As we celebrate fifty years of Black Sabbath, including the forty-ninth anniversary of their debut album, we are seeing a lot of outpouring of love and respect across music. One really interesting tribute is from mega fan Michael Suilleabhain. Hailing from West Cork, Ireland. By day he is Irish Nuclear Construction Safety Inspector, but by night Michael is a music producer and singer with big dreams. One dream he willed into reality was an all-star tribute to his favorite band, Ninth Star (PHD). Amassing ten former members across every lineup of the band, Emerald Sabbath features Adam Wakeman (Black Sabbath/Ozzy Osbourne), Bev Bevan (Black Sabbath/ELO), Neil Murray (Black Sabbath/Whitesnake), Terry Chimes (Black Sabbath/The Clash), Laurence Cottle (Black Sabbath/The Alan Parsons Project), Ron Keel (Black Sabbath/Ron Keel Band), Vinny Appice (Black Sabbath/Heaven & Hell), Dave Walker (Black Sabbath/Fleetwood Mac), Bobby Rondinelli (Black Sabbath/Rainbow), Tony Martin (Black Sabbath/Headless Cross), Rudy Sarzo (Ozzy Osbourne/Whitesnake) and The English Chamber Choir. Other Emerald Sabbath contributors include Will Malone and Mike Lewis (Sabotage/Technical Ecstasy) Mike Exeter (Black Sabbath/Judas Priest), Jeremy J. Lewis (Headless Cross), Mike Lewis (‘She’s Gone’) Skaila Kang (Royal Academy Of Music) as well as Sabbath album graphic designers Richard Manning and Colin Elgie (Technical Ecstasy) and Hugh Gilmour (Born Again). It’s an impressive feat to have united these forces for this album, but do they pass muster.
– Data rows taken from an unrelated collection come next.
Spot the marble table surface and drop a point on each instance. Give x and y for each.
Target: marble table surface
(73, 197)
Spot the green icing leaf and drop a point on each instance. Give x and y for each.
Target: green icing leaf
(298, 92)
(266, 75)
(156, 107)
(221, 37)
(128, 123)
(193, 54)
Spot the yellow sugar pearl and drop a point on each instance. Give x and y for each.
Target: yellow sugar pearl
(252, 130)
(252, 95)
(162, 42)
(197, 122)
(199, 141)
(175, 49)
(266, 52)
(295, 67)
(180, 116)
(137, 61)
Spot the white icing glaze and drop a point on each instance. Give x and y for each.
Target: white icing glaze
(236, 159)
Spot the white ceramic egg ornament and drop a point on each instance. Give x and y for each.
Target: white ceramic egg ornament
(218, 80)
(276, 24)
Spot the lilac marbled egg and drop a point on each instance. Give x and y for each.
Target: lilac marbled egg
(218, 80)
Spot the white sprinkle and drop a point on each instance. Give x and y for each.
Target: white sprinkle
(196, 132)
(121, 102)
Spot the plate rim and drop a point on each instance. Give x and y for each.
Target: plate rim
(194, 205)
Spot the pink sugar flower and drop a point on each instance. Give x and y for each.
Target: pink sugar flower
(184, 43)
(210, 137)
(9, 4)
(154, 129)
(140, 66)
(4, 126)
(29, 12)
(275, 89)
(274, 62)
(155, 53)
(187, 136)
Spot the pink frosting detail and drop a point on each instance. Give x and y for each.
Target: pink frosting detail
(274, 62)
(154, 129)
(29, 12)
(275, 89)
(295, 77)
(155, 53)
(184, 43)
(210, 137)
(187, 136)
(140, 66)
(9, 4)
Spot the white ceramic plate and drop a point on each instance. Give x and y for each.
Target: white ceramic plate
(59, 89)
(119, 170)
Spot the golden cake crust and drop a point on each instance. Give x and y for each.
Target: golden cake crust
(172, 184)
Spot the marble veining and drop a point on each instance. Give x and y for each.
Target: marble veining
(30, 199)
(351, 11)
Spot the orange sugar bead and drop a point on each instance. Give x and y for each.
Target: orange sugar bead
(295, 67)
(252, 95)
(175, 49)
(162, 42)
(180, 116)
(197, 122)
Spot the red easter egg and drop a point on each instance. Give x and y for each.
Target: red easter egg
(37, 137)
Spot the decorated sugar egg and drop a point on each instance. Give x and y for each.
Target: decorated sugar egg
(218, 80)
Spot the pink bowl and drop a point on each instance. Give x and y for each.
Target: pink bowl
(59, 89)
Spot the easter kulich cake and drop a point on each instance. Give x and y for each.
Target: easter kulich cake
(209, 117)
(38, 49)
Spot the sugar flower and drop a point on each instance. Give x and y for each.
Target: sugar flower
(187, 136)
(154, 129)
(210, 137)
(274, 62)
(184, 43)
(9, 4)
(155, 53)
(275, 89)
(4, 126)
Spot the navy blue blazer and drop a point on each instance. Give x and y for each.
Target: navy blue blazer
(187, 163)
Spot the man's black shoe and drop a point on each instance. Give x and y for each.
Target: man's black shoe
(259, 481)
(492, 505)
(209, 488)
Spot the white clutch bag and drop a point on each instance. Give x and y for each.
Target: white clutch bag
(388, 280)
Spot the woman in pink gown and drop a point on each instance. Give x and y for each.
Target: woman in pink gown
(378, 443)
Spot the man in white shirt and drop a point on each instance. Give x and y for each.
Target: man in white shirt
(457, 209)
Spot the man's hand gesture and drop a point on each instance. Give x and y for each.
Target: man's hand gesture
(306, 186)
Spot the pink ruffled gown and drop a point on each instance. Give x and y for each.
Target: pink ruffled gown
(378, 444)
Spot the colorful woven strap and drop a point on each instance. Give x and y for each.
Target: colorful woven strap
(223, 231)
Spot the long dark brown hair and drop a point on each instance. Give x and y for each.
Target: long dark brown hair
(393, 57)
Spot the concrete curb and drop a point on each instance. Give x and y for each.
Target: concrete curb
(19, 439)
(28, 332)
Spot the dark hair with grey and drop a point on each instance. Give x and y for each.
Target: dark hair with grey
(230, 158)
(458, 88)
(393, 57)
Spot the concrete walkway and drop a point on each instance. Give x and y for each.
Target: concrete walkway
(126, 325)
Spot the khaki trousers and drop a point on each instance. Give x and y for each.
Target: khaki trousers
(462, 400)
Well-produced and well executed, the tracks on Ninth Star don’t always sizzle and pop as much as they have somber respect to them. Sure a few tracks are firey and exciting, but most of the songs herein are contemplative deep cuts and instrumentals. Individually, the tracks are very good, well crafted, and enjoyable.
The real highlights are Ron Keel led worshiping ‘Die Young’ and ‘Trashed’. Keel has an indefatigable voice and does justice to these tracks. He is a least solid on ‘Hole In The Sky’ although he is testing the top of his range since the original was so high in key. Unsung belter Tony Martin gets a take on Glen Hughes-era underrated classic ‘In For the Kill’. Such a baddass track, maybe the best on here. David Walker’s vocals bring a haunted, lonely baritone to ‘She’s Gone’. Another winner of a track. Suilleabhain, himself largely an unknown as a singer does a fair job with ‘Changes’, compared with some all-time greats here. Very solid all around.
The downside is other than a spare moment here and there, almost all of these songs are rote covers of the originals. It’s tough to cover such iconic material in the first place, especially stuff that has been done ad infinitum already. So some creative license would have been appreciated if a few of the tracks were a little out of the box or experimental. Still, the love put on for Sabbath, the fine performances of those assembled, and the generally high quality of the material makes this a must-have for die-hard fans, and a maybe for curious completists.